Márcio Custódio, dono da Locomotiva Discos
(Andre Lessa / Agencia DC NEWS)

IMPORTAÇÃO – De todos os discos e CDs disponíveis hoje na Locomotiva Discos, cerca de 30% são importados – mas já foi mais. Por ora, a maior parte dos itens são de gravadoras nacionais, mas também é possível garimpar raridades por lá, como discos dos Beatles e Led Zeppelin originais da ex-União das Repúblicas Socialistas Soviéticas (URSS). Sem garantia de vendas, Custódio sente dificuldade de abastecer demais as gôndolas com itens importados. “Consigo segurar o preço por no máximo dois meses, porque é realmente muito caro”, disse. O fornecedor estadunidense, inclusive, não é o mais maleável: só aceitam à vista. “Às vezes, vem um lote de importação, o pedido chega, retiramos com a empresa, que faz os trâmites burocráticos e pagamos R$ 40 mil à vista”. Não há espaço para arriscar.

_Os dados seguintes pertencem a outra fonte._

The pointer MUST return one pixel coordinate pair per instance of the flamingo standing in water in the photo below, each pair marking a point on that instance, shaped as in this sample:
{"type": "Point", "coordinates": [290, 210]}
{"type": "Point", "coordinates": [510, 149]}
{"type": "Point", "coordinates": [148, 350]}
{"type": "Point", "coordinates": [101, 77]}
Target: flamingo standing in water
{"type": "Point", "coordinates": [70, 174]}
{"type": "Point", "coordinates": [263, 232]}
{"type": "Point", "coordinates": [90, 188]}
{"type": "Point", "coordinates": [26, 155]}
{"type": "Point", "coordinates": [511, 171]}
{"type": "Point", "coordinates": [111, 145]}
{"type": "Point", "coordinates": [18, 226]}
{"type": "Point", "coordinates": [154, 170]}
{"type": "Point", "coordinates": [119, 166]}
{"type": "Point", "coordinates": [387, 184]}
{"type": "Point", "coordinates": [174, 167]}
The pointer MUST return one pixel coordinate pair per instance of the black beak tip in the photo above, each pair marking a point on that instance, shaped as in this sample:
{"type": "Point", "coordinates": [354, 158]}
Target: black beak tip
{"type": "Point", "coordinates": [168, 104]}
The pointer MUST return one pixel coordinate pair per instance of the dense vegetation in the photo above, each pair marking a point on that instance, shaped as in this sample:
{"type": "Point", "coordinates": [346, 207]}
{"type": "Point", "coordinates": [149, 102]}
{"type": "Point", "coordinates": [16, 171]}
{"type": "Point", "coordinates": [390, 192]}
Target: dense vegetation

O equilíbrio entre oferta e demanda, inclusive, interferiu na venda do disco mais procurado no ano passado pelos clientes da Locomotiva: o BRAT, da cantora pop britânica Charli XCX, lançado em junho de 2024. O “fenômeno”, como Márcio descreve, foi global, e chegou até a corrida presidencial dos Estados Unidos, em que a então candidata Kamala Harris adotou o verde abrasivo da capa do álbum e fonte arial desfocada em sua própria campanha. O mesmo verde pautou desfiles de moda. No final de 2024, o Dicionário Collins elegeu “brat” (pirralho, em português) como palavra do ano. O disco chegou à Locomotiva quatro meses depois do lançamento, em outubro, originalmente por R$ 350. “Foi o vinil que a gente mais vendeu no ano passado. E o CD também”, disse.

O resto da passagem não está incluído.